Keynote Talk

Detection and Localization of Sound Events

Prof. Tuomas Virtanen, Tampere University

Abstract:  With the emergence of advanced machine learning techniques and large-scale datasets, holistic analysis of realistic soundscapes becomes more and more appealing. In the case of everyday soundscapes this can mean not only recognizing what are the sounds present in an acoustic scene, but also where they are located and when they occur. This talk will discuss the task of joint detection and localization of sound events addressing the above problem. The state of the art methods typically use spectral representations and deep neural networks based on convolutional, recurrent, and attention layers that share many similarities to neighboring fields. However, the task also has several unique challenges, which will require specific solutions. We will give an overview of the task setup for training machine learning models, acoustic features for representing multichannel signals, topologies of deep neural networks, and loss functions for training systems. Since the performance of the methods is heavily based on the training data used, we will also discuss datasets that can be used for the development of methods and their preparation. We will discuss the recent DCASE evaluation campaign tasks that addressed the problem of joint detection and localization of sound events.
 
Biography:  Tuomas Virtanen is Professor at Tampere University, Finland, where he is leading the Audio Research Group.

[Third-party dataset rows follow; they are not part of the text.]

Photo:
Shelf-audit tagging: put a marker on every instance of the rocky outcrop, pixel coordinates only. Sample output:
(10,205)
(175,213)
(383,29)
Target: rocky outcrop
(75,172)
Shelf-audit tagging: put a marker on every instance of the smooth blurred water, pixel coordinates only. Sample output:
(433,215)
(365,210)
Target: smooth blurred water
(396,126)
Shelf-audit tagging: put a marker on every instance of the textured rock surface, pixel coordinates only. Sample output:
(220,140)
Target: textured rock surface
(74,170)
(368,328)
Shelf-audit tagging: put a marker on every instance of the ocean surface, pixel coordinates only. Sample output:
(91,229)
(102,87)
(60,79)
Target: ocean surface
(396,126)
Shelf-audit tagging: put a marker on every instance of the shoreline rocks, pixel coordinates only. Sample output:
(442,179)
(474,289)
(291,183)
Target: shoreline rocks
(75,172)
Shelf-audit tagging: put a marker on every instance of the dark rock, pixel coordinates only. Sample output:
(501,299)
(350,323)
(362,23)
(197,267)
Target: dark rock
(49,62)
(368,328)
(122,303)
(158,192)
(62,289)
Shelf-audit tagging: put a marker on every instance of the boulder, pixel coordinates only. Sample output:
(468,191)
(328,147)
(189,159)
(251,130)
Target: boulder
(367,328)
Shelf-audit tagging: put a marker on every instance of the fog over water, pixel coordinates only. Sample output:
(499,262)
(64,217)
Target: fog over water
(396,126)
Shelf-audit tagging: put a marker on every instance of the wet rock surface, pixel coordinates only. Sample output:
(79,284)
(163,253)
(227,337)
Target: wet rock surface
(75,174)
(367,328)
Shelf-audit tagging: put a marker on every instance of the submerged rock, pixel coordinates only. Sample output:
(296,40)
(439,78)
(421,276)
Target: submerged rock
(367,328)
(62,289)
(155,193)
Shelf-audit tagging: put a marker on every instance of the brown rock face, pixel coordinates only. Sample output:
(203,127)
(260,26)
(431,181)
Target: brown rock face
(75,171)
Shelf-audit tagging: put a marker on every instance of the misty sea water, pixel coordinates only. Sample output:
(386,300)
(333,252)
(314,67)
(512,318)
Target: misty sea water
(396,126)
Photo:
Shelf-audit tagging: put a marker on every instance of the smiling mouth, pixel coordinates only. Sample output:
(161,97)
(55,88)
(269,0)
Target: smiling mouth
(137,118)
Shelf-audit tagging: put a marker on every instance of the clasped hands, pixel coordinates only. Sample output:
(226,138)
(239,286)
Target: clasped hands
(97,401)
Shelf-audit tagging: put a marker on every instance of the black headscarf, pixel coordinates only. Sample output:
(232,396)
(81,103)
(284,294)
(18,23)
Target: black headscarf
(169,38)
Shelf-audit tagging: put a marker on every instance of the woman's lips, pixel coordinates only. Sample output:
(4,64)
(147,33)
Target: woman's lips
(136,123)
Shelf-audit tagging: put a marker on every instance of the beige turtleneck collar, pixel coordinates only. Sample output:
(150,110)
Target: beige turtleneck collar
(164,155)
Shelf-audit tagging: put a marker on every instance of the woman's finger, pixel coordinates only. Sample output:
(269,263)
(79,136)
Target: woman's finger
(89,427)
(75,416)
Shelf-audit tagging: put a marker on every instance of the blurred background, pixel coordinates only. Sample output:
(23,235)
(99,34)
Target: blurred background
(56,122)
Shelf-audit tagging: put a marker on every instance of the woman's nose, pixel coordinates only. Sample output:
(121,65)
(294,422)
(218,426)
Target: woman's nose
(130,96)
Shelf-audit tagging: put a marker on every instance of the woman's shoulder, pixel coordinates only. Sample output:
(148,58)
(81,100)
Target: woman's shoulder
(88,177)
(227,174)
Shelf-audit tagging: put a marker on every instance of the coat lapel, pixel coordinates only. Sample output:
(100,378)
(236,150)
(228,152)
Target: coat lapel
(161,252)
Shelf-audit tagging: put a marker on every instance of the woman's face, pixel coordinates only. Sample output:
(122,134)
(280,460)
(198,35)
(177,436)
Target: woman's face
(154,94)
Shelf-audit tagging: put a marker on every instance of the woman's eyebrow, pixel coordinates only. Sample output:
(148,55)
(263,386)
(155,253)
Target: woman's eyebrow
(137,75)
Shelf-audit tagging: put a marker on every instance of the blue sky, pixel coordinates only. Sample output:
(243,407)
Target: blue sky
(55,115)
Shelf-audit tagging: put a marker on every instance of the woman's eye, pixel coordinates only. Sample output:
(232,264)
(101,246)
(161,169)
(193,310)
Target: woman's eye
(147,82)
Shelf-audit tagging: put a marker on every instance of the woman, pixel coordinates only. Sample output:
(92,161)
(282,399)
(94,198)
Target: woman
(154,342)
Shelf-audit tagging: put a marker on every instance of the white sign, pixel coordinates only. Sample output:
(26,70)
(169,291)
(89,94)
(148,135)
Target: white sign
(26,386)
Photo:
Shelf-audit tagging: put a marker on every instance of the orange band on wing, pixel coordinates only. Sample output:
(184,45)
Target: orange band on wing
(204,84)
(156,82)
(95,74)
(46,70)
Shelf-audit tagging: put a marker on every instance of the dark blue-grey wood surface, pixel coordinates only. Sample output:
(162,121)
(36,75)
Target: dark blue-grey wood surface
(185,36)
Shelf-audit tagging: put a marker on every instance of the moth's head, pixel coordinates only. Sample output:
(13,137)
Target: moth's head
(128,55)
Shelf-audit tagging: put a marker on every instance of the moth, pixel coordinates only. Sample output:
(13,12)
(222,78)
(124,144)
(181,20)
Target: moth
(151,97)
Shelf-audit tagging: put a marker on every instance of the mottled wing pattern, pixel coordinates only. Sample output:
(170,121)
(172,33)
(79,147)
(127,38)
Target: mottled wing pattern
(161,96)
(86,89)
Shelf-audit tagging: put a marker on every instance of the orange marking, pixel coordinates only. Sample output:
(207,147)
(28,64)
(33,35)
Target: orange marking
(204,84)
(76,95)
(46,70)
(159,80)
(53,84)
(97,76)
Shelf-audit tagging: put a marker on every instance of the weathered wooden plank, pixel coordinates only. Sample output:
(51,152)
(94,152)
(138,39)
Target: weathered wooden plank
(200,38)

He received the M.Sc. and Doctor of Science degrees in information technology from Tampere University of Technology in 2001 and 2006, respectively. He has also been working as a research associate at Cambridge University Engineering Department, UK. He is known for his pioneering work on single-channel sound source separation using non-negative matrix factorization based techniques, and their application to noise-robust speech recognition and music content analysis. Recently he has done significant contributions to sound event detection in everyday environments. In addition to the above topics, his research interests include content analysis of audio signals in general and machine learning. He has authored more than 200 scientific publications on the above topics, which have been cited more than 14000 times. He has received the IEEE Signal Processing Society 2012 best paper award for his article “Monaural Sound Source Separation by Nonnegative Matrix Factorization with Temporal Continuity and Sparseness Criteria” as well as several other best paper awards. He is an IEEE Fellow, and the recipient of the ERC 2014 Starting Grant “Computational Analysis of Everyday Soundscapes”.